「十坪ジム」の特徴は、認知動作型トレーニングマシンが設置されていることである。認知動作型トレーニングマシンを用いた運動は、脳の働きと密接な関係があることが観察されている。認知動作型トレーニングを理解するうえで、脳と運動とのかかわりを、簡単に理解しておくとよい。

前頭葉と頭頂葉の分かれ目には、中心溝があり、側頭葉は外側溝で区切られている。大脳の側面図を「ひと筆書き」で核とすれば、ひらがなの「の」の字を裏返しにしたラインを描き、中心溝を書き入れれば、右図のような大脳の側面図を簡単に描くことができる。



運動野には、ピラミッド型の錐体細胞があり、この細胞から運動神経が筋肉に伝えられるので、その経路を「錐体路」と呼んでいる。





大脳基底核は、運動野(4野)をはじめとして、前頭葉に抑制的な信号を送る。抑制的な信号は、力の発揮が過剰にならないようにするために、調整役として非常に重要な役割を果たしている。

海馬は、運動の刺激を受けやすい部分であり、認知症などでは、最初に萎縮がみられる場所として注目されている。また、ストレスの影響によって萎縮がみられるという。軽い運動を実施することによって海馬の発達がみられることが、筑波大学征矢英昭教授たちによって確かめられている。
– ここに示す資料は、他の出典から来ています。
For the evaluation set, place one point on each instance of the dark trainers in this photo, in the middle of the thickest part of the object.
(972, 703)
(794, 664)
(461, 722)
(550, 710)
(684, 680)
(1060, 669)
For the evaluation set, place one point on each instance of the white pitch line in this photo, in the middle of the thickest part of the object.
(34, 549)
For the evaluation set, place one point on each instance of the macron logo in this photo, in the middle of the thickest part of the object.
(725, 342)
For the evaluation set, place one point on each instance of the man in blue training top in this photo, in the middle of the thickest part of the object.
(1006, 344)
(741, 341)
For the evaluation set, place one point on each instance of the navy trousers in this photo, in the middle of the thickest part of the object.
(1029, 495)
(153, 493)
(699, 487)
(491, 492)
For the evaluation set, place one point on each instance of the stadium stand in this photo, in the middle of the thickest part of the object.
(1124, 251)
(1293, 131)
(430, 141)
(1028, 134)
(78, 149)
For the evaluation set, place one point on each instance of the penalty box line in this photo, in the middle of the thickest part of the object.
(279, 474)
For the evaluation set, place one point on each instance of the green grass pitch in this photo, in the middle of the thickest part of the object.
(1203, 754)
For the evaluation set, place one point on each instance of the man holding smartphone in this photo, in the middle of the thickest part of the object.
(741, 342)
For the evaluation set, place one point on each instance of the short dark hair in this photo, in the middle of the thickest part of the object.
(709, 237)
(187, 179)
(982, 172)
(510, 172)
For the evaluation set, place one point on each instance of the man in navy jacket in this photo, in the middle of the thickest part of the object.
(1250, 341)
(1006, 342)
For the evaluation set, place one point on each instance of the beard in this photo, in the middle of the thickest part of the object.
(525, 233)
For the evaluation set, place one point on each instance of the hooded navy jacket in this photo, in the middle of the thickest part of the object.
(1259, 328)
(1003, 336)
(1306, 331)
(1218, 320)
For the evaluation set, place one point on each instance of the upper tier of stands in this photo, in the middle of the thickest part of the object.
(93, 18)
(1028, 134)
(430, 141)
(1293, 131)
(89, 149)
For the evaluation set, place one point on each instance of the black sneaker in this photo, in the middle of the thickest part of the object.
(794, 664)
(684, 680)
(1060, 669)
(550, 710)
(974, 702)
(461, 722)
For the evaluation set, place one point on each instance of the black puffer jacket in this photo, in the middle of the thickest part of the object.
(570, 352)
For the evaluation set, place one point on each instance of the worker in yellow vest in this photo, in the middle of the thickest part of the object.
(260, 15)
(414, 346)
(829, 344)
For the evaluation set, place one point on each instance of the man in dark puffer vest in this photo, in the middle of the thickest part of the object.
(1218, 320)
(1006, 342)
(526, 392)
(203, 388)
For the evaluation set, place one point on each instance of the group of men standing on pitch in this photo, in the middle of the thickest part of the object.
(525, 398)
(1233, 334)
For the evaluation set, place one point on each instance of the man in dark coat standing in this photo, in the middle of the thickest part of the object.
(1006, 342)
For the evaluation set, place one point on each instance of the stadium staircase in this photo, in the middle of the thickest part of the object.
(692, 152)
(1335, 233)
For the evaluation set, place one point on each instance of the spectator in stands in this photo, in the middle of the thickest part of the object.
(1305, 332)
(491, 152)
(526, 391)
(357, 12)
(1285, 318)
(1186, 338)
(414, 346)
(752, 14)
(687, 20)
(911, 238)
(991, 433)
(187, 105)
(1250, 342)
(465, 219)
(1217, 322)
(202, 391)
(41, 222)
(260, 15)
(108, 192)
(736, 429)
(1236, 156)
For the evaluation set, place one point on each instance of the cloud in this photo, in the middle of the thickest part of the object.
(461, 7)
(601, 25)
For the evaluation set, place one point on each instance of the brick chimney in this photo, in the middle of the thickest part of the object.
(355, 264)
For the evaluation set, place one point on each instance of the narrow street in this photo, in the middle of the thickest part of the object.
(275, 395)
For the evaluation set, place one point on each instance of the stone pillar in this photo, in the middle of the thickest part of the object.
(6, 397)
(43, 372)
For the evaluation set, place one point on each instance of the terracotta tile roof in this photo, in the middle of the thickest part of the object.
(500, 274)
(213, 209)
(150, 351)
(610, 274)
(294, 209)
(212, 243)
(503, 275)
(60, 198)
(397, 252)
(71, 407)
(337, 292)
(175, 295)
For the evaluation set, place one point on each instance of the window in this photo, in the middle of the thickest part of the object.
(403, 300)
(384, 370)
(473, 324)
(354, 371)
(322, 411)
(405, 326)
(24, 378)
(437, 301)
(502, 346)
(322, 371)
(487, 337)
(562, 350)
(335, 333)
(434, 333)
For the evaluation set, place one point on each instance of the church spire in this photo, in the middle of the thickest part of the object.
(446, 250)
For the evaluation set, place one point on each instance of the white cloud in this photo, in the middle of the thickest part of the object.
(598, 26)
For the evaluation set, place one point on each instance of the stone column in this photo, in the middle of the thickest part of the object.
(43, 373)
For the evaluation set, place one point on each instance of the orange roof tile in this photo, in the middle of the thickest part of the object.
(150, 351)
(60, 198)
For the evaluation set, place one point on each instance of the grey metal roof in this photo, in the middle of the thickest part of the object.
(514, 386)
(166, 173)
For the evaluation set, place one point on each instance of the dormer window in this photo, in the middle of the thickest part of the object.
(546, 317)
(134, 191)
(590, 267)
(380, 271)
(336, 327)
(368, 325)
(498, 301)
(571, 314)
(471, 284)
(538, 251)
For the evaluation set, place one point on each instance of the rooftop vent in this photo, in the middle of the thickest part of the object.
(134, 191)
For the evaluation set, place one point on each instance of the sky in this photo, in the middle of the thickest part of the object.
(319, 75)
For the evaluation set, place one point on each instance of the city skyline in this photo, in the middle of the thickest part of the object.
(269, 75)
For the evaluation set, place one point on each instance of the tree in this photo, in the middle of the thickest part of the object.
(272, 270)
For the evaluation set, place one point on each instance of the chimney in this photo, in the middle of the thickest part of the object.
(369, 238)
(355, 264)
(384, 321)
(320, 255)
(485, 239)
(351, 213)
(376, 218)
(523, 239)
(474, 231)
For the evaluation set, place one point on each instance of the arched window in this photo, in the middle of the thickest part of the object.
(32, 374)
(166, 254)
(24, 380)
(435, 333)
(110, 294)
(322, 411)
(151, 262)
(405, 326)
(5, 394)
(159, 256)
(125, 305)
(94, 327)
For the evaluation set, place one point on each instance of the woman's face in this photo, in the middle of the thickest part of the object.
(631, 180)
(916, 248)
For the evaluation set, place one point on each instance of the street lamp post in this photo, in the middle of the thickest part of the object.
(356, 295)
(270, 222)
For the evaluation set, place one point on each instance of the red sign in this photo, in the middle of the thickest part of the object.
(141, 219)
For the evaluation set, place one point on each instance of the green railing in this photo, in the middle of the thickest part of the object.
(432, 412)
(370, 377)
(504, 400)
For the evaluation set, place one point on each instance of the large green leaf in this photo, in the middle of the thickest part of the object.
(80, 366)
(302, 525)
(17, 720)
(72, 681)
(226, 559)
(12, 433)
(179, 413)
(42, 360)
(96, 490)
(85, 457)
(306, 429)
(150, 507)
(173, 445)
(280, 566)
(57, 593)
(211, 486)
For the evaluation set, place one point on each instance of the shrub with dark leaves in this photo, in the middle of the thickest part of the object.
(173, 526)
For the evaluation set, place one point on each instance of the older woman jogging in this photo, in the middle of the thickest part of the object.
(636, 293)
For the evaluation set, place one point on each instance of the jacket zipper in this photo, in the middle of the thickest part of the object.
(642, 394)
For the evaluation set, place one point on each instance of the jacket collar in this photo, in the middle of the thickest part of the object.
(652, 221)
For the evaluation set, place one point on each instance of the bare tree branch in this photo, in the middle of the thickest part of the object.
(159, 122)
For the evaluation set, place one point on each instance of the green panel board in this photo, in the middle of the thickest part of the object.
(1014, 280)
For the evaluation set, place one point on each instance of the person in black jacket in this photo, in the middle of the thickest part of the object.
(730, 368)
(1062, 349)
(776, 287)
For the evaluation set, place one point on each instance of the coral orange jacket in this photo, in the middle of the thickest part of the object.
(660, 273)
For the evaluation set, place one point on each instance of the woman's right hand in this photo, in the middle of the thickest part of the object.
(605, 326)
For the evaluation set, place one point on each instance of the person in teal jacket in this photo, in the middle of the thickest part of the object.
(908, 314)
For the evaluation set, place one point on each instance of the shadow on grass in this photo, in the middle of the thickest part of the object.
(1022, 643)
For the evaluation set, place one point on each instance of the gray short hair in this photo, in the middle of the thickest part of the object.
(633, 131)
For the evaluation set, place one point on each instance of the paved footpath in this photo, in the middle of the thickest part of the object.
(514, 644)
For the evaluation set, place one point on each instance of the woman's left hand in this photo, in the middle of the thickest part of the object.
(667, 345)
視床は、多くの情報を大脳皮質に伝達する。視床下部は、交感神経、副交感神経を支配する。また、内分泌機能全体を調整する。下垂体からは、下垂体前葉ホルモンなどが分泌される。

fNIRS(近赤外光脳内酸素化動態モニター装置)(島津製作所製)
を用いて、大脳の表面から深さ2cm付近の酸素化ヘモグロビンと脱酸素化ヘモグロビンの割合の変化をとらえる研究を実施した。
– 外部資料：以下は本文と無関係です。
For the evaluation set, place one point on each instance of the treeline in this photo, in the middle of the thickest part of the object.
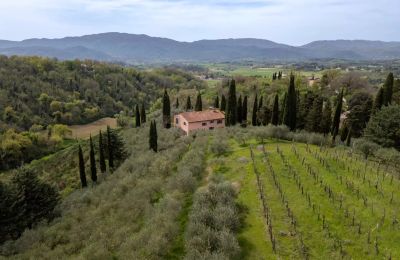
(38, 91)
(24, 202)
(348, 114)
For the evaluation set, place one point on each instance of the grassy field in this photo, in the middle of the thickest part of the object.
(84, 131)
(305, 202)
(250, 71)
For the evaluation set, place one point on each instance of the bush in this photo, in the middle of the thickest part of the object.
(212, 223)
(219, 145)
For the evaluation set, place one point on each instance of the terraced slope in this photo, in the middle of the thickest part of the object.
(307, 202)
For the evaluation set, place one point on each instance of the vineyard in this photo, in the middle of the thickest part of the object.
(307, 202)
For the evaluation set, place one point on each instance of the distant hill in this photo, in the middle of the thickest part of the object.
(133, 48)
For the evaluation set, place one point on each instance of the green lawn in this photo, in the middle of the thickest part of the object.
(324, 190)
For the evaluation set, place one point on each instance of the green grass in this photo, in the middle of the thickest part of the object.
(344, 176)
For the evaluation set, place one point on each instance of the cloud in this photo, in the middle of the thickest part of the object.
(288, 21)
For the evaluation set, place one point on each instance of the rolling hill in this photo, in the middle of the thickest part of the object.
(133, 48)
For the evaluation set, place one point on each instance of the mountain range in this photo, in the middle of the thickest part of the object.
(134, 49)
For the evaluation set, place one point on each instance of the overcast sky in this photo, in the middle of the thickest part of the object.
(287, 21)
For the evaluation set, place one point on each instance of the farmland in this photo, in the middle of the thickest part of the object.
(303, 201)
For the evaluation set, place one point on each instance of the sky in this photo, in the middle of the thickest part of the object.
(294, 22)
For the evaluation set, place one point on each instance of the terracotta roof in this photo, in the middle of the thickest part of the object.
(206, 115)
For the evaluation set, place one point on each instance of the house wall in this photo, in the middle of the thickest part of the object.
(181, 123)
(189, 127)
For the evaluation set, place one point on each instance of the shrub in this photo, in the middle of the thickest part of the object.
(212, 223)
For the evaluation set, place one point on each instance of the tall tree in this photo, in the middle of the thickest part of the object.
(239, 109)
(282, 111)
(348, 138)
(244, 110)
(110, 149)
(93, 169)
(137, 117)
(143, 114)
(216, 102)
(166, 110)
(289, 117)
(304, 108)
(188, 104)
(336, 117)
(260, 103)
(326, 118)
(82, 174)
(388, 89)
(360, 107)
(199, 103)
(314, 117)
(275, 111)
(231, 115)
(254, 112)
(223, 103)
(103, 167)
(378, 102)
(153, 136)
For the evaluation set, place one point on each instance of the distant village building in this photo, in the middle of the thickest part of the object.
(200, 120)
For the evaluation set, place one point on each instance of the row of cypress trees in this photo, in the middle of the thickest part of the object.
(115, 151)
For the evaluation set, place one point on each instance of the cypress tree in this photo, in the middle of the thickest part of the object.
(348, 139)
(378, 102)
(326, 118)
(199, 103)
(314, 118)
(216, 102)
(254, 113)
(223, 103)
(239, 109)
(289, 117)
(166, 110)
(231, 115)
(388, 89)
(82, 174)
(244, 110)
(143, 114)
(304, 108)
(336, 117)
(153, 136)
(275, 111)
(260, 104)
(110, 150)
(93, 169)
(137, 116)
(188, 104)
(103, 167)
(282, 111)
(344, 132)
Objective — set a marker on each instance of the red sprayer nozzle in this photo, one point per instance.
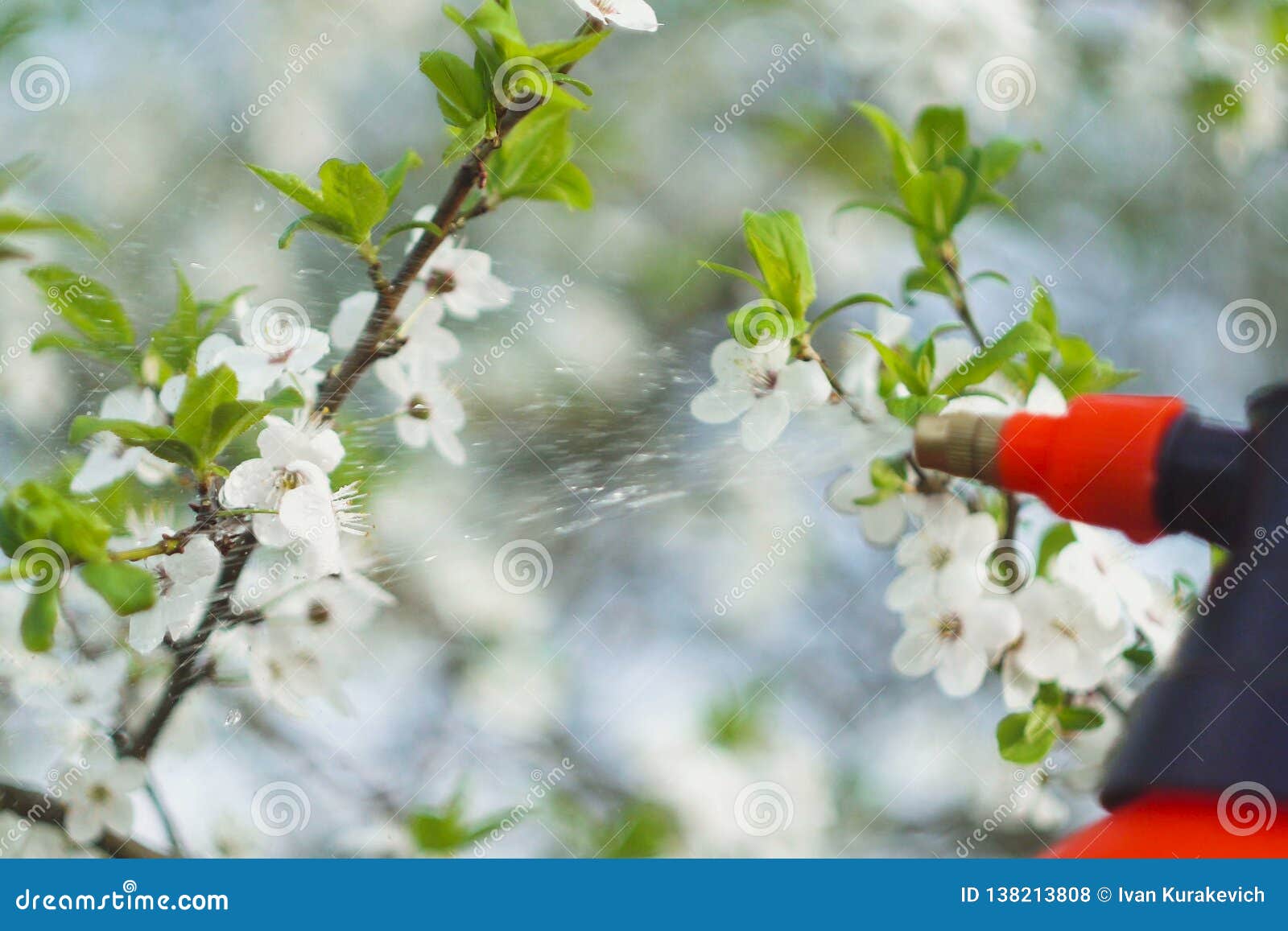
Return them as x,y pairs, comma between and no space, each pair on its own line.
1100,463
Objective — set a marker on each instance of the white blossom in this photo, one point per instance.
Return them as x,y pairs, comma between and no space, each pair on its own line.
184,583
291,666
628,14
955,634
763,386
431,411
109,459
1100,564
943,555
461,280
1063,641
101,798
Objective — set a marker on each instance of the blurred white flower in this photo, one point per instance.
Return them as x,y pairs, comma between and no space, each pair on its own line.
1063,641
1161,620
184,583
461,278
431,412
956,635
101,798
628,14
884,521
109,459
942,558
762,386
1101,564
290,666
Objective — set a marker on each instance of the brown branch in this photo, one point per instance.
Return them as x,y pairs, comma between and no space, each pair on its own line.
188,669
39,808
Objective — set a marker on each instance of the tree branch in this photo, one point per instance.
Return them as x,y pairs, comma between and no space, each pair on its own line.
40,809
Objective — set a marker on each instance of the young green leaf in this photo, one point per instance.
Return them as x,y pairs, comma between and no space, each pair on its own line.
39,621
126,589
777,244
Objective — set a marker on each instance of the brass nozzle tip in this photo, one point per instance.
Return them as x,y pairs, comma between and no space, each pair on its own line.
963,444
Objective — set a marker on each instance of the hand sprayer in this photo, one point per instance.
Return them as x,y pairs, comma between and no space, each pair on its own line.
1210,738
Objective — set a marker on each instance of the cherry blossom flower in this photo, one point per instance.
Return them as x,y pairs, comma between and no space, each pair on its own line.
461,278
109,459
1063,641
285,450
184,583
101,798
943,555
762,386
431,412
349,602
956,634
881,523
1100,564
628,14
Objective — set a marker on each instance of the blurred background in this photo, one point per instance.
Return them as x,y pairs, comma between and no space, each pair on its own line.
646,718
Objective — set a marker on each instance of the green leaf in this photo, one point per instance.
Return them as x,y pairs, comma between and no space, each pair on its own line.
901,152
231,420
39,513
203,396
880,208
394,175
126,589
1056,538
897,364
463,98
1081,719
1018,740
161,442
84,303
1023,338
737,274
354,196
912,407
294,187
16,222
177,340
777,244
39,621
939,135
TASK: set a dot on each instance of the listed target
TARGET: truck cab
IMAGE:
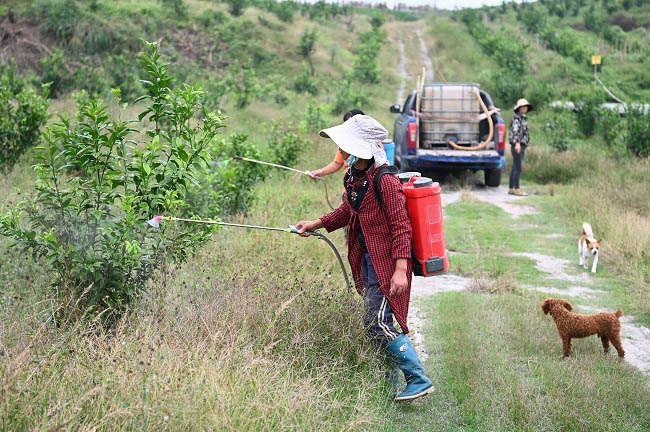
(447, 129)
fNIRSのデータ。赤い色の部分は、酸素運搬が盛んな部分、青色の部分は酸素吸収が盛んな部分、緑色は中間的な部分。様々な運動様式での脳内活動の様子をとらえてみると、スプリントトレーニングマシンを行った時の脳内活動の様子が最も変化に富んでいた。スプリントトレーニングマシンに習熟した人の場合でも、脳内活動が最も顕著であった。このことから、様々な運動動作の種類や内容が、脳内の代謝活動にそれぞれ異なる反応を示すことが明らかになった。(2005 小林資料)
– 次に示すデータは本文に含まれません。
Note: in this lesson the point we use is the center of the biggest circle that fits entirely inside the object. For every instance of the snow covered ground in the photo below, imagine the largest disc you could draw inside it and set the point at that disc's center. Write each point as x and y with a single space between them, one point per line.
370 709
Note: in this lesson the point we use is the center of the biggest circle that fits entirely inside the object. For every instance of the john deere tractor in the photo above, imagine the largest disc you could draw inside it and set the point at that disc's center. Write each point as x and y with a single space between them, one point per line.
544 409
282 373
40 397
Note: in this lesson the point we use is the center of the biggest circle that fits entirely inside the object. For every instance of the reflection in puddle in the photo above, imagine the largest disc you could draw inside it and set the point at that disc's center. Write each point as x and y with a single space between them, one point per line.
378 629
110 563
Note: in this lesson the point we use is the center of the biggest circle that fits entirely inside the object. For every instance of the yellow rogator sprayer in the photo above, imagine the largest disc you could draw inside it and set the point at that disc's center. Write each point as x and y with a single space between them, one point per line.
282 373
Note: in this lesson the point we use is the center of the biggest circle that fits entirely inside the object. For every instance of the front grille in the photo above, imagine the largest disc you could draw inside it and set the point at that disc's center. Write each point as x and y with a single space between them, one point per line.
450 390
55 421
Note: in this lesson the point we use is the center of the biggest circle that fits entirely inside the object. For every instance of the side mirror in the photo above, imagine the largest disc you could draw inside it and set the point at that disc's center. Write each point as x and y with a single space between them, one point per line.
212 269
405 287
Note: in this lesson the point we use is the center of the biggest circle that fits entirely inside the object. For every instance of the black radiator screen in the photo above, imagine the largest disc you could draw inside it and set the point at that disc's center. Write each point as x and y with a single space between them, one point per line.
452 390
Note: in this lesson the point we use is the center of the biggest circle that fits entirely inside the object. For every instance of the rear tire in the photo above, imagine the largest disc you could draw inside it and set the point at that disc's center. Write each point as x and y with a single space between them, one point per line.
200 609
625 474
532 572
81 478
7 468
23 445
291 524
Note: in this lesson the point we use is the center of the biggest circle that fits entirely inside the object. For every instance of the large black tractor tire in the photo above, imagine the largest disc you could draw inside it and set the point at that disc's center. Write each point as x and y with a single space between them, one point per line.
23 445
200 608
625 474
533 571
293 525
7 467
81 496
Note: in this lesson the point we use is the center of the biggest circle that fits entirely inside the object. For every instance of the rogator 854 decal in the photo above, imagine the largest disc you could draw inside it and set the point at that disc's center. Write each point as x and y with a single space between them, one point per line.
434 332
脳内の活動状態は、運動中に刻々と変化する。NIRSを用いて観察すると、酸素と結合したヘモグロビンの割合が多いところほど、赤色が濃くなる。左の図では、左上が時間経過に伴う変化、左下が50チャンネルの総合した変化のうち、最も変化が大きかった時点(瞬間)を示している。右側の上段は第1チャンネルの様子を示している。チャンネルごとにその計測部位の変化が表示される。
脳内変化の様子は、個人差が大きい。スプリントトレーニングマシンは、初めての人では操作技術が難しいので脳がつかれるほど働くといわれる。
慣れない動作をするときに脳が良く働くといわれる。しかし、このデータの被験者となった人は、スプリントトレーニングマシンを10年以上利用している人で、動作に不慣れによる脳の緊張といった要素はない。むしろ、スプリントトレーニングマシンの運動そのものが、脳の広い範囲にわたって活動の刺激となっているということができる。

一般的に利用されている自転車エルゴメータの運動中脳内変化は、比較的小さい。